Federal law prohibits the state from granting the in-state tuition rate to persons who lack lawful immigration status unless it grants the same rate to all U.S. citizens regardless of California residence, Justice Richard Sims III wrote for the court.

The justices reinstated claims by persons who pay out-of-state tuition to attend the University of California, the California State University, or community colleges that Education Code Sec. 68130.5 is preempted by 8 U.S. Secs. 1621 and 1623. The court also held that the plaintiffs may amend their complaint to allege violation of the Fourteenth Amendment’s Equal Protection and Privileges and Immunities clauses.

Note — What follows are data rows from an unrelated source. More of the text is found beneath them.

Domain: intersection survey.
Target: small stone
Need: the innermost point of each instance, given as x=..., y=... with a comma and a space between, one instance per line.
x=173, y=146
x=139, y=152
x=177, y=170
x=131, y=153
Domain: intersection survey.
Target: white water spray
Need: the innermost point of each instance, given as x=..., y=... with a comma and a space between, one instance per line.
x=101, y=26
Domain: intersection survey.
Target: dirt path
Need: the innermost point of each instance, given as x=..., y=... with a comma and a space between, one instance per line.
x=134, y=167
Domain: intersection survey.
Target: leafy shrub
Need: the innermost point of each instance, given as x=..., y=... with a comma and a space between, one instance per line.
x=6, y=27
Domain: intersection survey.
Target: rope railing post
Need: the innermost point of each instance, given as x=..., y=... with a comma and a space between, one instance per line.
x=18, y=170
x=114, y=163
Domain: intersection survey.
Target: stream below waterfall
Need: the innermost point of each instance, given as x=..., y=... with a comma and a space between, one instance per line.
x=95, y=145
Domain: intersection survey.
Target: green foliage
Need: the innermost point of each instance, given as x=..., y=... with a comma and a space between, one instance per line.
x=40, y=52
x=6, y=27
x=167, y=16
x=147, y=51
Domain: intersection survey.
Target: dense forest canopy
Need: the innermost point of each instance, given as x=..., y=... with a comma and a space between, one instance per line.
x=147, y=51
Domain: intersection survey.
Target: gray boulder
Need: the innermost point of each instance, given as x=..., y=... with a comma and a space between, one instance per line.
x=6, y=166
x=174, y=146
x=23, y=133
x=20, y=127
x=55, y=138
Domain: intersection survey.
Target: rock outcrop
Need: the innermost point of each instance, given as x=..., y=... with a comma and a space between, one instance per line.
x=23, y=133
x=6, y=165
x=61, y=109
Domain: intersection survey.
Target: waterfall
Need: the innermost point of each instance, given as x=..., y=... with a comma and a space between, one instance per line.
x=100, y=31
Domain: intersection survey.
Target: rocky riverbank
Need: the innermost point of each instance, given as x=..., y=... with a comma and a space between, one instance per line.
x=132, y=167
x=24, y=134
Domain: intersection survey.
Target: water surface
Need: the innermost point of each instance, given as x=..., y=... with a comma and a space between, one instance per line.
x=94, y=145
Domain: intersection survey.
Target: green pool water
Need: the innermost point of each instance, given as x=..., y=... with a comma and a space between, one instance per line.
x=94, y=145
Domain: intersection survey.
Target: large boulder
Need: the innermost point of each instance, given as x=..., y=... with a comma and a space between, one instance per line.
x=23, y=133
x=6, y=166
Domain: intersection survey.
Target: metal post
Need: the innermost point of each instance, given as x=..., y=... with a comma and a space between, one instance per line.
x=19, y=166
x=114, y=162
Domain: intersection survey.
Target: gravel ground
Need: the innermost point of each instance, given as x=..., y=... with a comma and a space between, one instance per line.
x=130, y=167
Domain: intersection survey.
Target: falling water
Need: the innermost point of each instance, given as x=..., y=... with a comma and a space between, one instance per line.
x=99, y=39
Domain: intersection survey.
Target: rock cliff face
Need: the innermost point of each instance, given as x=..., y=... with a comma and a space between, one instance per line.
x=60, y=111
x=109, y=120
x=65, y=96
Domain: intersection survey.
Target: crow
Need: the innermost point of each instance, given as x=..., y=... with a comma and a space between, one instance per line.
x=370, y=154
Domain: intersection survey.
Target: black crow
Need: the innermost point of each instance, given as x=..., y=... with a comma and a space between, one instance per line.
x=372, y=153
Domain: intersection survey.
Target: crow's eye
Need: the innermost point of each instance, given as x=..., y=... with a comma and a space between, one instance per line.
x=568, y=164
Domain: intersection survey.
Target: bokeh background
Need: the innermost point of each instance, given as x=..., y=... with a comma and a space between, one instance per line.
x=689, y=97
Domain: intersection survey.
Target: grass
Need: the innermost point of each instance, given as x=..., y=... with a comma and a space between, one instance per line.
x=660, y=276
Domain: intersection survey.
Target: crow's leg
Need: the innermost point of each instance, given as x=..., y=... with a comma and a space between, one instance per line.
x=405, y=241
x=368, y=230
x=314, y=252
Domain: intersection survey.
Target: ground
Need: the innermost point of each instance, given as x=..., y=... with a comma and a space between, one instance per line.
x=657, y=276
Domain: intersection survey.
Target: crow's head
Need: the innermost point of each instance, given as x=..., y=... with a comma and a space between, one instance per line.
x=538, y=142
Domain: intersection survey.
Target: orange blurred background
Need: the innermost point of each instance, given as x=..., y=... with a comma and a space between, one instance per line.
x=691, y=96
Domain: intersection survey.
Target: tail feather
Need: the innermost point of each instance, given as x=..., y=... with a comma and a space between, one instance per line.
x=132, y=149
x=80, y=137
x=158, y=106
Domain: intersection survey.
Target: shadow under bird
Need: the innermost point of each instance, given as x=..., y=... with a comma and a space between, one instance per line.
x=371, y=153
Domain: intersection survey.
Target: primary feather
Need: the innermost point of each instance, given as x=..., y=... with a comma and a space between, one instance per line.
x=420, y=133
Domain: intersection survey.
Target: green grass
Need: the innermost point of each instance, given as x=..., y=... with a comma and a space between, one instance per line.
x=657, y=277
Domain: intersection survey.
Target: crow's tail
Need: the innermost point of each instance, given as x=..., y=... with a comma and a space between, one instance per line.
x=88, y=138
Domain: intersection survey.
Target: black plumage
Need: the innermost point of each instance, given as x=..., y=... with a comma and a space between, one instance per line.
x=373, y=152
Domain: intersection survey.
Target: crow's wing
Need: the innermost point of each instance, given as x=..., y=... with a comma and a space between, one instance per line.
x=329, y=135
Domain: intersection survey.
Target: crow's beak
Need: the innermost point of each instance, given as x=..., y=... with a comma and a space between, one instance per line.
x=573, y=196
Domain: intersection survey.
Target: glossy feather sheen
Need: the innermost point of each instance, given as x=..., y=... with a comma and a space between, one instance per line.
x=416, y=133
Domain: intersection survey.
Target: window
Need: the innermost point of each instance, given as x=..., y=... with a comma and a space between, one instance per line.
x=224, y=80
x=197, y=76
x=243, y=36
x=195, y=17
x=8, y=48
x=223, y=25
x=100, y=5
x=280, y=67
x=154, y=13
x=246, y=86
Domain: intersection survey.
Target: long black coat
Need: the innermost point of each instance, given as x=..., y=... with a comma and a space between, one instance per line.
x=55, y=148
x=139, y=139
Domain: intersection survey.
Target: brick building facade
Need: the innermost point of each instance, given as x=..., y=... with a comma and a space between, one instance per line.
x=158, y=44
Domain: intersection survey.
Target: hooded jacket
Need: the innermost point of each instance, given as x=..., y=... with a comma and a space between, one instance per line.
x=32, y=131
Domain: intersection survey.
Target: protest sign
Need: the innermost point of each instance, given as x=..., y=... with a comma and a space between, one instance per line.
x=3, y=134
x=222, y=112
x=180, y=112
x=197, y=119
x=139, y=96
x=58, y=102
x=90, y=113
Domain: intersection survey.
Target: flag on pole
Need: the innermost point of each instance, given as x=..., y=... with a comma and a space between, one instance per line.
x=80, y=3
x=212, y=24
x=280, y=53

Sec. 1623, part of the 1996 immigration reform law known as IIRIRA, provides that “an alien who is not lawfully present in the United States shall not be eligible on the basis of residence within a State...for any postsecondary education benefit unless a citizen or national of the United States is eligible for such a benefit...without regard to whether the citizen or national is such a resident.”

Sec. 1621, part of the 1996 welfare reform legislation, generally provides that a person who is in the country illegally “is not eligible for any State or local public benefit,” including “any... postsecondary education...benefit” except “through the enactment of a State law after [Aug. 22, 1996], which affirmatively provides for such eligibility.”

In seeking review, the state argued that in-state tuition is not a “benefit” and that it is granted to illegal aliens based on their having attended and graduated from a California high school, and not on the basis of  “residence.”

They also contend that Sec. 68130.5 is not preempted by Sec. 1621 because it was enacted after the federal statute and “affirmatively provides” for in-state tuition for students who lack legal immigration status but meet the statute’s eligibility requirements.

Sims concluded that the huge differential between in-state and out-of-state tuition and fees—more than $17,000 per semester at UC, more than $10,000 on average at CSU, and more than $1,600 for a student with an average load of 15 credits at a community college—makes the lesser rate a “benefit.”

The California Latino Legislative Caucus, Association of Mexican American Educators, ACLU and National Immigration Law Center were among a number of groups urging the high court to take the case, Martinez v. Regents of the University of California (2008) 166 Cal.App.4th 1121, which it did by a vote of 6-0, with Werdegar absent and not voting.